"Kadınlarının Yüreği Bu Kadar Yaralı Bir Toplumun Erkekleri Sağlam Olabilir mi?"

Dünkü yazıda,"8 Mart Dünya Emekçi Kadınlar Günü"nün doğuşu ve kabul edilişini yazmaya çalışmıştım...
Ülkemiz kadınları Atatürk'ün liderliğinde kurulan Cumhuriyet'in kazanımlarıyla uygarlık yoluna girmiştir...Maalesef yasalarla güvence altına alınan hak ve özgürlükler konusunda bugün umutlu olabilmek zor!...

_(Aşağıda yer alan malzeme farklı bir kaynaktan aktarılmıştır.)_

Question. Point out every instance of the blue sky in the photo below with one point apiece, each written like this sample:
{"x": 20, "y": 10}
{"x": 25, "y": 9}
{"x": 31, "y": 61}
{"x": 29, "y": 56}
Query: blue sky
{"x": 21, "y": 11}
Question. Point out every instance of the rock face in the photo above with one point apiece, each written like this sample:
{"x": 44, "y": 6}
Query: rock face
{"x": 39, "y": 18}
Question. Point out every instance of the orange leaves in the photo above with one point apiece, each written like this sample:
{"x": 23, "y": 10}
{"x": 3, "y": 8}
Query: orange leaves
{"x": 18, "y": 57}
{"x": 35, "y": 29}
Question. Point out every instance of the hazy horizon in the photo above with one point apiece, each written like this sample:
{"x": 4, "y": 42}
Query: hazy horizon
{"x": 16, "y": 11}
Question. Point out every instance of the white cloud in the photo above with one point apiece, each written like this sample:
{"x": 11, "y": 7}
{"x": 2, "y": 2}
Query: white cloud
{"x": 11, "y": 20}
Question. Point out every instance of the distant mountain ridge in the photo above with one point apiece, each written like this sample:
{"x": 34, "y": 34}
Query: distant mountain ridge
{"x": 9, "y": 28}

"Dünya Emekçi Kadınlar Günü"ne birgün kala, 25 yaşında bir anne daha öldürüldü...Ardında beş yaşında bir kız çocuğu bırakarak.... Kadın sorunu; insan/insanlık sorunundan ayrı düşünülemez!... "Kadınlarının yüreği, yaralı olan, bir toplumun erkekleri mutlu olabilir mi?" Yasalarda hak ve özgürlük konusunda fazla bir eksiklik yokken, cinayet, tecavüz, taciz olayları neden artarak yaşanıyor? Diye baktığımızda; "yasaların değil, kafaların değişmesi gereği" ortaya çıkıyor!...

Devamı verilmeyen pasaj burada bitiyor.